Once you have a way to determine subsets, all you need to do is iterate over all the keys in your anagram dictionary to determine if they are subsets of your target word. You could also create a new dictionary that maps all words in your word list to their sub anagrams, which would make many future sub anagram lookups instant (it won't be instant for words you haven't seen before.)
Here's my ruby code:
-
- def isSubset( word1, word2 )
- word1.split("").uniq.each { |f|
- return false if(word1.count(f) > word2.count(f))
- }
- return true
- end
-
- def subAnagrams word
- solution = Array.new
- NWORDS.keys.each {|f| solution.push(NWORDS[f]) if(isSubset(f,word)) }
- return solution.flatten!
- end
(Edit: I found this page which explains a much faster (although much more memory intensive) method for finding Sub Anagrams that uses a tree algorithm *somewhat* similar to a tree. If you want to get deeper into anagrams, you should definitely
take a look at it as well as
its follow up. The comments are really useful to read too.)

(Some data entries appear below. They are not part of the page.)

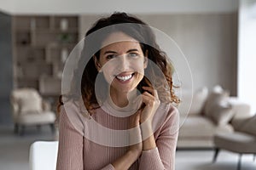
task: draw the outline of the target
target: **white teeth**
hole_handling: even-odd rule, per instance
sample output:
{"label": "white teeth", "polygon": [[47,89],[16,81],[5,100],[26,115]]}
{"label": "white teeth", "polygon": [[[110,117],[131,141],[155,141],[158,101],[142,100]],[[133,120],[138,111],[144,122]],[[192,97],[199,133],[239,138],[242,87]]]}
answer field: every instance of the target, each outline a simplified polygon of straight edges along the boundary
{"label": "white teeth", "polygon": [[121,81],[127,81],[129,79],[131,78],[131,75],[129,75],[129,76],[116,76],[119,80],[121,80]]}

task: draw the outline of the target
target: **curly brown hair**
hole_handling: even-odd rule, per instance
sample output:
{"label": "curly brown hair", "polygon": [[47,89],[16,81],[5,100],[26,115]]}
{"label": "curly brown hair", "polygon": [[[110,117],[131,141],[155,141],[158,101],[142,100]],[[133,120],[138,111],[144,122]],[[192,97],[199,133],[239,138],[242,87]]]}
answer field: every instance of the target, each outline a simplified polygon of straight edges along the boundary
{"label": "curly brown hair", "polygon": [[[129,23],[133,25],[130,25],[129,26],[124,25]],[[92,33],[110,26],[112,26],[111,29],[108,29],[108,31],[102,34],[99,38],[89,38]],[[137,89],[142,92],[143,86],[154,87],[157,89],[161,101],[178,104],[180,99],[175,94],[173,90],[173,88],[176,87],[172,82],[173,67],[172,63],[168,60],[168,57],[166,53],[160,50],[159,45],[156,43],[153,31],[147,26],[148,25],[141,20],[131,14],[128,15],[125,13],[114,13],[109,17],[102,18],[97,20],[85,35],[84,48],[81,53],[83,57],[79,59],[80,60],[78,66],[79,69],[74,73],[74,75],[77,75],[75,76],[81,77],[81,80],[73,81],[73,87],[72,88],[79,89],[79,88],[80,88],[81,94],[78,94],[71,91],[71,94],[68,94],[68,96],[78,97],[82,94],[84,106],[90,113],[92,113],[96,108],[100,107],[95,91],[96,79],[99,73],[92,57],[94,55],[97,58],[97,60],[99,60],[100,50],[92,54],[91,51],[96,48],[100,49],[102,41],[104,41],[110,33],[122,31],[123,33],[137,40],[140,42],[140,46],[144,55],[147,52],[148,60],[150,60],[153,61],[153,63],[155,64],[160,70],[160,71],[155,71],[154,66],[148,63],[145,69],[145,75],[147,75],[148,77],[145,76],[143,76],[143,80],[137,86]],[[147,44],[147,42],[150,42],[150,45]],[[86,63],[87,65],[84,67]],[[165,80],[163,80],[162,75],[165,76]],[[154,80],[154,83],[149,80]],[[166,82],[167,83],[163,83],[164,82]],[[163,86],[163,84],[167,84],[167,87]],[[108,86],[101,87],[106,88]],[[102,90],[106,92],[106,89]],[[61,96],[60,97],[59,101],[58,110],[60,106],[63,105]]]}

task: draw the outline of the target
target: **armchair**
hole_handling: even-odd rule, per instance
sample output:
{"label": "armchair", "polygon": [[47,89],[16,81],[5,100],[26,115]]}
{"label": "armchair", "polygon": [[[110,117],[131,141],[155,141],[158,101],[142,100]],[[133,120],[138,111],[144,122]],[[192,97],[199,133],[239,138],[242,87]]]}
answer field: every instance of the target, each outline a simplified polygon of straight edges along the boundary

Multi Word AnagramsMulti Word Anagrams are easy after knowing how to make single word anagrams and sub anagrams. This is how I did it:
1) Make a candidate list of all possible sub anagrams of your target word.
2) Iterate the candidate list. In each iteration, remove the first word on the candidate list and compare it to all other words on the candidate list.
A) Add a combination of the words (Word A Word B) to the candidate list if they are a subset of the target word.
B) Record all words that have the same key as the target word key.
3) All the words you've recorded is your solution.
This has to be done carefully or you'll quickly run out of memory. You should add logic to make sure a word is added to the list only if you want to evaluate it later.
Here's my ruby code:
- def multiWordAnagrams word
- solution = Array.new
- candidates = subAnagrams(word)
- while candidates.size > 0
- f = candidates.delete(candidates[0])
- candidates.each {|g|
- if( getWordKey(word) == getWordKey(f+" "+g) )
- solution.push(f+" "+g)
- elsif( isSubset( getWordKey(f+" "+g), getWordKey(word) ) )
- candidates.push(f+" "+g)
- end
- }
- end
- return solution
- end
-
-
- require 'pp';
- print "Enter word: "; word = gets.strip
- print "Single Anagrams: "; pp singleWordAnagram(word)
- print "Sub Anagrams: "; pp subAnagrams(word)
- print "Multi Word Anagrams: "; pp multiWordAnagrams(word)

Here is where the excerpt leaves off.